Trares Kira, Wiesenfarth Manuel, Stocker Hannah, Perna Laura, Petrera Agnese, Hauck Stefanie M, Beyreuther Konrad, Brenner Hermann, Schöttker Ben
Division of Clinical Epidemiology and Aging Research, German Cancer Research Center, Im Neuenheimer Feld 581, Heidelberg, 69120, Germany.
Division of Biostatistics, German Cancer Research Center, Heidelberg, Germany.
Immun Ageing. 2024 Apr 3;21(1):23. doi: 10.1186/s12979-024-00427-2.
It is of interest whether inflammatory biomarkers can improve dementia prediction models, such as the widely used Cardiovascular Risk Factors, Aging and Dementia (CAIDE) model.

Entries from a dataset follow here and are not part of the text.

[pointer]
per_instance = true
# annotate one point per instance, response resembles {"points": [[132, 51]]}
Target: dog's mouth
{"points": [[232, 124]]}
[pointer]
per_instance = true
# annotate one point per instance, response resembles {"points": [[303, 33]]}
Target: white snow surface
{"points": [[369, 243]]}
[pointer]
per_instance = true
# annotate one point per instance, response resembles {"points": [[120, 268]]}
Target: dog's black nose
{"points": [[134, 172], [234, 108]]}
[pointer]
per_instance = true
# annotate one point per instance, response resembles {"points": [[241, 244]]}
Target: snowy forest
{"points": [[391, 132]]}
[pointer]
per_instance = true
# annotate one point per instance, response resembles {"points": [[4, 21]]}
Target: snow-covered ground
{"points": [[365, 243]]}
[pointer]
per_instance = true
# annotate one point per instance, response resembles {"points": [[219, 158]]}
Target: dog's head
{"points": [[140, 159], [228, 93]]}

The Olink Target 96 Inflammation panel was assessed in a nested case-cohort design within a large, population-based German cohort study (n = 9940; age-range: 50-75 years). All study participants who developed dementia over 20 years of follow-up and had complete CAIDE variable data (n = 562, including 173 Alzheimer's disease (AD) and 199 vascular dementia (VD) cases) as well as n = 1,356 controls were selected for measurements. 69 inflammation-related biomarkers were eligible for use. LASSO logistic regression and bootstrapping were utilized to select relevant biomarkers and determine areas under the curve (AUCs).

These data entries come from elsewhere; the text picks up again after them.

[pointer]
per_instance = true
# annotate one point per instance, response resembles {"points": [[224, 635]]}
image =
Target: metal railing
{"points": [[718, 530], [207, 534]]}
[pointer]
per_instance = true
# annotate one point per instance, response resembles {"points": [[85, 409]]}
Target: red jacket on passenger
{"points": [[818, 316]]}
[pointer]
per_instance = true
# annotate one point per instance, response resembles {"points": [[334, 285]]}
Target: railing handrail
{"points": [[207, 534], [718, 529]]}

The CAIDE model 2 (including Apolipoprotein E (APOE) ε4 carrier status) predicted all-cause dementia, AD, and VD better than CAIDE model 1 (without APOE ε4) with AUCs of 0.725, 0.752 and 0.707, respectively. Although 20, 7, and 4 inflammation-related biomarkers were selected by LASSO regression to improve CAIDE model 2, the AUCs did not increase markedly. CAIDE models 1 and 2 generally performed better in mid-life (50-64 years) than in late-life (65-75 years) sub-samples of our cohort, but again, inflammation-related biomarkers did not improve their predictive abilities.
Despite a lack of improvement in dementia risk prediction, the selected inflammation-related biomarkers were significantly associated with dementia outcomes and may serve as a starting point to further elucidate the pathogenesis of dementia.

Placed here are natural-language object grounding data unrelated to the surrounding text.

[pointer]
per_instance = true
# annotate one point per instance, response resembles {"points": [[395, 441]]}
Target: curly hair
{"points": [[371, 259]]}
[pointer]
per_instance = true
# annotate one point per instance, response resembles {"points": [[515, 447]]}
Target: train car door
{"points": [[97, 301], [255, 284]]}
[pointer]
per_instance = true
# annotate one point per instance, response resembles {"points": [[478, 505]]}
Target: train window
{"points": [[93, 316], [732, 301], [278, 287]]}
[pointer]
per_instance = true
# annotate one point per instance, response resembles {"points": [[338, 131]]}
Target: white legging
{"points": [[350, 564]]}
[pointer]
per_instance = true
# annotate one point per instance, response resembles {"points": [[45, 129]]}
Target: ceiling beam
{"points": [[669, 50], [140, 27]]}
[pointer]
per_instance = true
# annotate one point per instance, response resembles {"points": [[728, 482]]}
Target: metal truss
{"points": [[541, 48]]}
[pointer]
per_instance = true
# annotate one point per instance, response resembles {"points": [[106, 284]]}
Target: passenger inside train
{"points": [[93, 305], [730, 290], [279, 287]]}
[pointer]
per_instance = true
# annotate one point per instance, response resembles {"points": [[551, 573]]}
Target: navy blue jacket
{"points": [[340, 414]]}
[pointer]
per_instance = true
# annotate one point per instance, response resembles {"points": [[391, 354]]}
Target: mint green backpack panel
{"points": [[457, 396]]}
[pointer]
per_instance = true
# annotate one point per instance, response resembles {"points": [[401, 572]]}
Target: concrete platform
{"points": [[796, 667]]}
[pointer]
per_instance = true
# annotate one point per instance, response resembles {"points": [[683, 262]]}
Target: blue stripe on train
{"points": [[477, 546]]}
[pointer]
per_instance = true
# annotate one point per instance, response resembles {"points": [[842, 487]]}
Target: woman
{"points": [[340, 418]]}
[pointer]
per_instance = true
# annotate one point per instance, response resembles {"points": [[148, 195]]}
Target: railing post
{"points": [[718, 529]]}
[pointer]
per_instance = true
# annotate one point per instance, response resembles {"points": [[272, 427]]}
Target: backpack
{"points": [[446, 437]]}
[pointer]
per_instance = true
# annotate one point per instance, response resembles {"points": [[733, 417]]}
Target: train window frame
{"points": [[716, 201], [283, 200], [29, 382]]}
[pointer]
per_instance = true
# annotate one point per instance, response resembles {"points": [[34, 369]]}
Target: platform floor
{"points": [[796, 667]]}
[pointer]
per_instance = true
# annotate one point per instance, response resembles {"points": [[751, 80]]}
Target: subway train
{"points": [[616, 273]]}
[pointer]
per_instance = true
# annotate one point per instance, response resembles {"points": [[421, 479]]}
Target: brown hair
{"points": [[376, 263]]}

炎症生物标志物能否改善痴呆预测模型,如广泛使用的心血管危险因素、衰老与痴呆(CAIDE)模型,这一问题备受关注。
在一项基于德国大型队列研究(n = 9940;年龄范围:50 - 75岁)的巢式病例对照设计中,对Olink Target 96炎症检测板进行了评估。选取了在20年随访期间发生痴呆且拥有完整CAIDE变量数据的所有研究参与者(n = 562,包括173例阿尔茨海默病(AD)和199例血管性痴呆(VD)病例)以及n = 1356名对照进行检测。69种与炎症相关的生物标志物符合使用条件。采用套索逻辑回归和自抽样法来选择相关生物标志物并确定曲线下面积(AUC)。
CAIDE模型2(包括载脂蛋白E(APOE)ε4携带者状态)在预测全因性痴呆、AD和VD方面优于CAIDE模型1(不包括APOE ε4),其AUC分别为0.725、0.752和0.707。尽管通过套索回归选择了20种(全因性痴呆)、7种(AD)和4种(VD)与炎症相关的生物标志物来改进CAIDE模型2,但AUC并未显著增加。在我们队列的中年(50 - 64岁)子样本中,CAIDE模型1和2总体上比老年(65 - 75岁)子样本表现更好,但同样,与炎症相关的生物标志物并未提高它们的预测能力。
尽管痴呆风险预测没有得到改善,但所选择的与炎症相关的生物标志物与痴呆结局显著相关,可能作为进一步阐明痴呆发病机制的起点。